It was a bad Budget. I do not want to be ungracious, because there were some good things in it. For example, I welcome the proposals for a child care provision for those on family credit. It is a limited concession, worth a maximum of £28 to a small client group of about 200,000 families. It is particularly welcome because it is in sharp contrast to the arid and unpleasant scapegoat politics that we have seen when we have discussed lone parents in recent months and in which, I am afraid, the Secretary of State has taken a rather disreputable role.

The final point I welcome is the fraud board. I want to mention that because I am often accused of forgetting about fraud. I do not do so. I believe that it should be struck at on all occasions. I welcome the fraud board because it is obviously needed. Will the Secretary of State say whether that move is a response to the Public Accounts Committee report of the other day, which pointed out that there was not even a decent computer system for the fraud section and that fraud was often not detected early enough?

The uprating statement is a stage in the drive towards a vision of the welfare state that nobody on this side of the House shares. It is not a case of the Secretary of State being a victim of the Chancellor. I fear that he is obtusely marching in the wrong direction. He wants to shrink the welfare state. He wants to withdraw the Government from some sectors of provision. It goes with the contracting-out move and the obsession with privatisation. That policy, unchecked, will see the basic pension fall to under 10 per cent. of the average wage. We do not share that vision, and we shall continue to fight it.

Mr. Lilley

I apologise for the fact that my statement took nearly as long as the questions from the hon. Member from Glasgow, Garscadden (Mr. Dewar). The hon. Gentleman began by ridiculing the closing of loopholes in the tax system. I agree that it would be foolish to base an entire economic policy on that, and I trust that he will have a word with the hon. Member for Dunfermline, East (Mr. Brown) about it.
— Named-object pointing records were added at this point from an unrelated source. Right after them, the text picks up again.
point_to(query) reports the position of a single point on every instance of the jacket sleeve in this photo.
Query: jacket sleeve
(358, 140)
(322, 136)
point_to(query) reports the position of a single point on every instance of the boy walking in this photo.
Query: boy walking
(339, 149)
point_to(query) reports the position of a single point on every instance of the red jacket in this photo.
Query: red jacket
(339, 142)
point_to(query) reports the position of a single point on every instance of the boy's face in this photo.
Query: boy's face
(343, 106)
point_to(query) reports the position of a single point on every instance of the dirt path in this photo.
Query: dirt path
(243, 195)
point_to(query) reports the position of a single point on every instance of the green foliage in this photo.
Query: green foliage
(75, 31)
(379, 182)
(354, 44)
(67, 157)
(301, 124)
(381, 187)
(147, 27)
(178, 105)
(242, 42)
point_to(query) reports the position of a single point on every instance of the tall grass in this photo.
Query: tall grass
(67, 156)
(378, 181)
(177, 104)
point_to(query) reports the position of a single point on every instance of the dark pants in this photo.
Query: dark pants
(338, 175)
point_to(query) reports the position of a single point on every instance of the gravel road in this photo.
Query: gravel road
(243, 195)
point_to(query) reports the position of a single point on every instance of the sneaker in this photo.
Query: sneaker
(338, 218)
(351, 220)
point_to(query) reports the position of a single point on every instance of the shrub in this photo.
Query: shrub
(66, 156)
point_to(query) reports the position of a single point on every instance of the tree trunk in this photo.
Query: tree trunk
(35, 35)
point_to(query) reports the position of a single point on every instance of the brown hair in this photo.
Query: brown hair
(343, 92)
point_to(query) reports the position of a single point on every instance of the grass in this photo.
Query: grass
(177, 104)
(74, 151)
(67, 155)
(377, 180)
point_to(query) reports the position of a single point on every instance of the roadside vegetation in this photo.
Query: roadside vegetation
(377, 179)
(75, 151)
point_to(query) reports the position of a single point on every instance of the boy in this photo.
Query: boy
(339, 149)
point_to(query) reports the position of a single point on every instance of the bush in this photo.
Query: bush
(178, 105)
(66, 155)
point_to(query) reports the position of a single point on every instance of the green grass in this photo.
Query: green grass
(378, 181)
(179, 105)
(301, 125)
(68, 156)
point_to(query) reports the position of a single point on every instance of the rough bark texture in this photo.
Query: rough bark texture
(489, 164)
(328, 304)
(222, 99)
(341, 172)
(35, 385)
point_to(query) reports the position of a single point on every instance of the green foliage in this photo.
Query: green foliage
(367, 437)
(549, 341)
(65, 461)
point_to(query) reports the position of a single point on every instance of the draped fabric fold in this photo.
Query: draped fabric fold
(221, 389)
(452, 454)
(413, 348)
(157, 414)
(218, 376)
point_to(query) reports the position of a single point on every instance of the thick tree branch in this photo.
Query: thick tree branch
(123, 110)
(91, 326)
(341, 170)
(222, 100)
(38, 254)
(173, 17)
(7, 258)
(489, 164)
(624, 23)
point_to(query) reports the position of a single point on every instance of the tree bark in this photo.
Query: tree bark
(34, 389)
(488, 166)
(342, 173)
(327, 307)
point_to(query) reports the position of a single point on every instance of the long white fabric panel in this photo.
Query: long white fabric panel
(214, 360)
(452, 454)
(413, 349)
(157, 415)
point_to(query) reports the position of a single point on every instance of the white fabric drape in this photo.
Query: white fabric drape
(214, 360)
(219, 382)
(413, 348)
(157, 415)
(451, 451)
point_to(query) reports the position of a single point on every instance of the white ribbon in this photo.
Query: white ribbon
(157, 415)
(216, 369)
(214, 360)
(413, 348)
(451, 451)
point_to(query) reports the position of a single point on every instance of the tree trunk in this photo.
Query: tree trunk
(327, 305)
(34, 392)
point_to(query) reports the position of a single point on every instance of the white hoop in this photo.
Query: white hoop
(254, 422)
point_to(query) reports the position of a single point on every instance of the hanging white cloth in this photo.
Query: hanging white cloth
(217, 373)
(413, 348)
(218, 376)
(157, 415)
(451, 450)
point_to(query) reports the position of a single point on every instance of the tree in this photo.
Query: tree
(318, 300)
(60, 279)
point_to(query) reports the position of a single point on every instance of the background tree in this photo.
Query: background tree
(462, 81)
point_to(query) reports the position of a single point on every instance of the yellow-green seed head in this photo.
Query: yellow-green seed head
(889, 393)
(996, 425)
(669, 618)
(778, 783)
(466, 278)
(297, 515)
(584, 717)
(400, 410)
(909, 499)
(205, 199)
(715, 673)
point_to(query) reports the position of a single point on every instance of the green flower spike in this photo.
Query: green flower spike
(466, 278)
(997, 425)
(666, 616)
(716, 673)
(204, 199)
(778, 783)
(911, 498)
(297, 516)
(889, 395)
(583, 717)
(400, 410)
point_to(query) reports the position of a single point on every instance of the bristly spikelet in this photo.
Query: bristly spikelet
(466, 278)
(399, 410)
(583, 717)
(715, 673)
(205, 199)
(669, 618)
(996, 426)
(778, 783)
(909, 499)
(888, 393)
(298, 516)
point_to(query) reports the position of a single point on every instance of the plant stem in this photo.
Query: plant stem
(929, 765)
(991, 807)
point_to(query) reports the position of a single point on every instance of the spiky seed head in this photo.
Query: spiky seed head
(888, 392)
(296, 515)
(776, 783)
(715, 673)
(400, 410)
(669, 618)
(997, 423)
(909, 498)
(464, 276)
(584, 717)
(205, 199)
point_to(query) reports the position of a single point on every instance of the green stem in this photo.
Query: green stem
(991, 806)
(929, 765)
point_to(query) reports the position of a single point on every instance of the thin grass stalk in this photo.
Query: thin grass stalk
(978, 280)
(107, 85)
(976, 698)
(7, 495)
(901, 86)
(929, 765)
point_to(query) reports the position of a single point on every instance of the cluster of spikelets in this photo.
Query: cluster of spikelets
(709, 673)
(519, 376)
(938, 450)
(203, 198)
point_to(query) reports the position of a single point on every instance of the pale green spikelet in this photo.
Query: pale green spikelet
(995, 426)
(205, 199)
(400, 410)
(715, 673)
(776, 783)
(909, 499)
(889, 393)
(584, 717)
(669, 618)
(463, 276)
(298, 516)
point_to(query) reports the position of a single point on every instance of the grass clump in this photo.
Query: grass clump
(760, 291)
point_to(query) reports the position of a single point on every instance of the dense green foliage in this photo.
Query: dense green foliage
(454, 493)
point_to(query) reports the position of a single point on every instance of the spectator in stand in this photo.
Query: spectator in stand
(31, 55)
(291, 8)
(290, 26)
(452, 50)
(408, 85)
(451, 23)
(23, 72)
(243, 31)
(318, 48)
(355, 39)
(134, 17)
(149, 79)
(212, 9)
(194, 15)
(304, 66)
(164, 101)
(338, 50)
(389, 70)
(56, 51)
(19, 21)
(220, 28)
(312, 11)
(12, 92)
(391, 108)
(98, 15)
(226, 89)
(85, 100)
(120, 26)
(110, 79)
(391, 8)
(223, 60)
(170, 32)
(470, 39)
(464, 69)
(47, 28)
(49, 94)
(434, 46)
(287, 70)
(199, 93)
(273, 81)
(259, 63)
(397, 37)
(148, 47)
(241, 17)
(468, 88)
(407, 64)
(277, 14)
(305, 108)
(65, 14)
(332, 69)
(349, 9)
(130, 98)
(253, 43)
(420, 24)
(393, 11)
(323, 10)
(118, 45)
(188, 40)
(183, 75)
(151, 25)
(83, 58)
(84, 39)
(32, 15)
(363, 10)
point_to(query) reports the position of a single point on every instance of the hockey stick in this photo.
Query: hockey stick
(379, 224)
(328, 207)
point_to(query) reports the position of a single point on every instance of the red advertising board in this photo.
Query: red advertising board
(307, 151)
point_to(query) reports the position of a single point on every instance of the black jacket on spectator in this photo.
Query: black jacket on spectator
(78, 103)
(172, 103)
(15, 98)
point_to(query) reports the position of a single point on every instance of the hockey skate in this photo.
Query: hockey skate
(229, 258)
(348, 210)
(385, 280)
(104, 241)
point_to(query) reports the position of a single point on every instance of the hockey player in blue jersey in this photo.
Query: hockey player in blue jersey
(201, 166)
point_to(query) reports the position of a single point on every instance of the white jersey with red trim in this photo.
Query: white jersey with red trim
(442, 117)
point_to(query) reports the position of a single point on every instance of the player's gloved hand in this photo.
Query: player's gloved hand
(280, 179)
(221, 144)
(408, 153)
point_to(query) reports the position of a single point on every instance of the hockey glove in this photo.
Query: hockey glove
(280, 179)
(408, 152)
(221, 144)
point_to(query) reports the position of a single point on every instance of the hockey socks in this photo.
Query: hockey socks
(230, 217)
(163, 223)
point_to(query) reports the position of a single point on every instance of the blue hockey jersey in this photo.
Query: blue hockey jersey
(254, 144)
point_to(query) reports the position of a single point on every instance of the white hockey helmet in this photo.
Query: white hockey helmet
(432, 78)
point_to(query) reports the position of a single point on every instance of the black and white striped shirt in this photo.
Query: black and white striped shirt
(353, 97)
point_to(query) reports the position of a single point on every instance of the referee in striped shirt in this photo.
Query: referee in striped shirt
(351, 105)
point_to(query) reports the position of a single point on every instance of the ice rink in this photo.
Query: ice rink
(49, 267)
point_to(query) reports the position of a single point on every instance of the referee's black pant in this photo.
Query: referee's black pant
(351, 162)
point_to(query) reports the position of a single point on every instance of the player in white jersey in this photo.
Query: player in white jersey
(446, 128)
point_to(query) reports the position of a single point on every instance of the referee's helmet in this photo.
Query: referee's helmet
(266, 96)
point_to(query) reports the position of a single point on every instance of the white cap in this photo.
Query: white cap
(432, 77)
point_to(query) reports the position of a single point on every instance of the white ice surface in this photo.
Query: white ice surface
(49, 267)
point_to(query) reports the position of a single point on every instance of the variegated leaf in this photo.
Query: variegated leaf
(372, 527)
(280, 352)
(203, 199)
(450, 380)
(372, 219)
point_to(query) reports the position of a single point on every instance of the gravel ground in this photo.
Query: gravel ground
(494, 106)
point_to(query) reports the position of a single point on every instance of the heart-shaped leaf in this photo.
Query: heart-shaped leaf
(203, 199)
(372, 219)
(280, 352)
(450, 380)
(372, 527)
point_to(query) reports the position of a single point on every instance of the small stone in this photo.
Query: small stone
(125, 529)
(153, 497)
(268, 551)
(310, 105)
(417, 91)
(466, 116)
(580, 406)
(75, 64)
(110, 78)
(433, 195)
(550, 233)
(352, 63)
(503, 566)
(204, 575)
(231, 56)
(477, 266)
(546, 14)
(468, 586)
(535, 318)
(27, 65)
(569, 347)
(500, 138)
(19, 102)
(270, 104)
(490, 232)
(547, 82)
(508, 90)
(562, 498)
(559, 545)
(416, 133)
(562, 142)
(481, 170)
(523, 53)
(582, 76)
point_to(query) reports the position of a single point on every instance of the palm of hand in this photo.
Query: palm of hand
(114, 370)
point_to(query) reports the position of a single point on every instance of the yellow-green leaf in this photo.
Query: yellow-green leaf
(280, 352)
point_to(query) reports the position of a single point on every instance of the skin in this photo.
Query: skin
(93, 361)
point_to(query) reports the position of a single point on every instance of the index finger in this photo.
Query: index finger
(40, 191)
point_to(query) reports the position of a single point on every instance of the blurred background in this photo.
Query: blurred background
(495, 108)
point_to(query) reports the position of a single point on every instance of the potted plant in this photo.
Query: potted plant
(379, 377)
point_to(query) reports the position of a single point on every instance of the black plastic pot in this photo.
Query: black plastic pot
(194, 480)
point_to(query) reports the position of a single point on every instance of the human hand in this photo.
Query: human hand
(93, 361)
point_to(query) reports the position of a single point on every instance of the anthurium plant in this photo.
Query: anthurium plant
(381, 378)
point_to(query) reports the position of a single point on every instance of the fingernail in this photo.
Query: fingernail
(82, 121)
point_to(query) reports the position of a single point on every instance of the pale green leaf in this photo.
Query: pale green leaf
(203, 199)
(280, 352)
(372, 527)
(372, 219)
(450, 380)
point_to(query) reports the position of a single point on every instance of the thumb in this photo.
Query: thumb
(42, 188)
The hon. Gentleman went on to attack parts of the Budget for which I am not responsible, and my right hon. and learned Friend the Chancellor is well able to look after himself. The hon. Gentleman attacked the national insurance contributions bill that is to flow from the Budget earlier this year. He then got on to a part of the Budget that I am unable to identify in any of the upratings. If he will write to me about the premium that he thinks we have cut, I shall respond to him, but I am not aware that that is the case.

At long last, the hon. Gentleman got on to the compensation for VAT on fuel bills and said that it was a con, and inadequate. I remind him of what he said in The People on 21 November: The Government has to add something on to take account of that"— the increased impact of VAT on fuel— and they could do it with an extra 50p on pensions.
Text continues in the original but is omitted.